Saikat Chatterjee / Reuters
Mumbai: India’s annual inflation rate is probably already near 9%, close to a 13-year high, and will top the central bank’s comfort zone all year as the impact of rising raw materials prices seeps deeper into the economy.
But since price pressures are largely beyond its control, the central bank will maintain a measured response to fight inflation by managing cash levels in the banking system rather than raising interest rates, which could impact growth, economists said.
A potential rise in pump prices to offset pressure on government subsidies, plus tax cuts and higher federal government salaries that could fuel demand, are expected to keep pressure on inflation in coming months.
If recent and persistent upward data revisions are anything to go by, Friday’s data showing inflation hit 8.1% in the year to May 17 will not be the peak.
“We may see 9-9.2% peak in the near term after the revision to the provisional data,” said Sujan Hajra, chief economist at brokers Anand Rathi Securities.
The latest figure for the wholesale price index, the most closely watched inflation measure in India, marked its highest level in more than three “ years and was well above the central bank’s target of 5.5% for the end of 2008/2009 next March.
But a rate of 9% would be the highest inflation since 1995.
The big revisions in the data are due to a time lag in updating domestic prices of international commodities such as iron, steel, edible oils and petroleum prices.
Fuel Price Debate
With world oil at record highs, the government is debating whether to raise pump prices again. It raised diesel in February by 3.3% and petrol by 4.6%.
Economists say a 4.6-9% hike would add between 50 basis points and 100 basis points to headline inflation.
“If oil prices keep rising we will see some hike in local prices in the future, which in turn would mean some monetary policy action will be required,” said Sanjeev Sanyal, chief Asia economist at Deutsche Bank in Singapore.
The Reserve Bank of India has lifted the reserve requirement for banks by 2.25% points to 8.25% of deposits since April 2007.
But it has left interest rates steady for more than 12 months, concerned growth may be slowing from close to 9% in the last fiscal year.
Economists say the reserve requirement could rise by as much as 1% point this year to keep interbank rates at the top end of the official 6.0-7.75% rate corridor.
“The only thing that they can do is reinforce overnight rates at 7.75% and hold it for three to four months until inflation expectations can be contained,” said A. Prasanna, economist at ICICI Securities Primary Dealership.
With the central bank’s options limited, the government is trying to keep domestic supplies up and external price pressures down by banning some exports and lowering some import duties.
Policy makers, nervous that consumers will exacerbate price pressures by paying up in anticipation of future increases, repeatedly reassure the public that inflation will fall soon.
“Inflation expectations are becoming more entrenched and that is why they are resorting to price controls which is not good,” said Shubhankar Das, an analyst at Lehman Brothers in Tokyo.

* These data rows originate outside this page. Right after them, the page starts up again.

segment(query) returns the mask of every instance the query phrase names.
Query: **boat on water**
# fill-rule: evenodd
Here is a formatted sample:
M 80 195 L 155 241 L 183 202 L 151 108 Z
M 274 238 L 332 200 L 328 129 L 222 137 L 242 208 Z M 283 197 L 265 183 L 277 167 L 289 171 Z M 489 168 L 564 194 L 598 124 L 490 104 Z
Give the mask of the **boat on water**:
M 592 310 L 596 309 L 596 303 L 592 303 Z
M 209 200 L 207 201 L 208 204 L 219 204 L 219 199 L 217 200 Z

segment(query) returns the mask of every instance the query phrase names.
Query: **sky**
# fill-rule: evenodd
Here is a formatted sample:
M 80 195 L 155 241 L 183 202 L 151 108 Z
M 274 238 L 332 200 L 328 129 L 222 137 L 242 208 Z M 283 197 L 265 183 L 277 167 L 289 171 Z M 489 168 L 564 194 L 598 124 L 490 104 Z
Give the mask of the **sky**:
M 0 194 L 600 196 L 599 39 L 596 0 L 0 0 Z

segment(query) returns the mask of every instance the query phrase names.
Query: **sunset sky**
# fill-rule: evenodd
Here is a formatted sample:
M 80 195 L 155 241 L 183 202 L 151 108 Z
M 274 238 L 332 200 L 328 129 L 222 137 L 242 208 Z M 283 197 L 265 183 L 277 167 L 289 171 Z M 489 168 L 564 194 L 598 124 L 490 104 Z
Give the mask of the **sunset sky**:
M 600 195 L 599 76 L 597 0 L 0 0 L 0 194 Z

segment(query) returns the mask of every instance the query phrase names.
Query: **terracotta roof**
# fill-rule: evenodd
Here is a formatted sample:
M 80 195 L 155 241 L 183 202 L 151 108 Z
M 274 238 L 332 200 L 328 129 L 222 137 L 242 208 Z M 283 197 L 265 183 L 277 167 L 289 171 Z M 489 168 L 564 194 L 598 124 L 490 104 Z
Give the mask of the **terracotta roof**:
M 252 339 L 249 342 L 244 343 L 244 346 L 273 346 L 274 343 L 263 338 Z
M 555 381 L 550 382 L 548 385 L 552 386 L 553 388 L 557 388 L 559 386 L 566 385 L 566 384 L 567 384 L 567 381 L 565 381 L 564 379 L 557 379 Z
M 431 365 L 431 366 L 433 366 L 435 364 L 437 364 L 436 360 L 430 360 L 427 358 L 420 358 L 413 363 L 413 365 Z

He was referring to concern than price controls that keep items cheap can stoke demand.
Hajra and other economists see inflation easing towards 6% in the second half of the fiscal year after September.
Economists say government price controls and additional subsidies will stroke demand when fiscal policy has already been loosened for state and national polls over the next 12 months.
The government has cut tax this year and may hand out generous federal salary raises. It has also offered $17 billion in loan waivers to small farmers.
“The fiscal policy has not delivered at the central level and the fiscal and the monetary policy are working at loggerheads,” ICICI’s Prasanna said.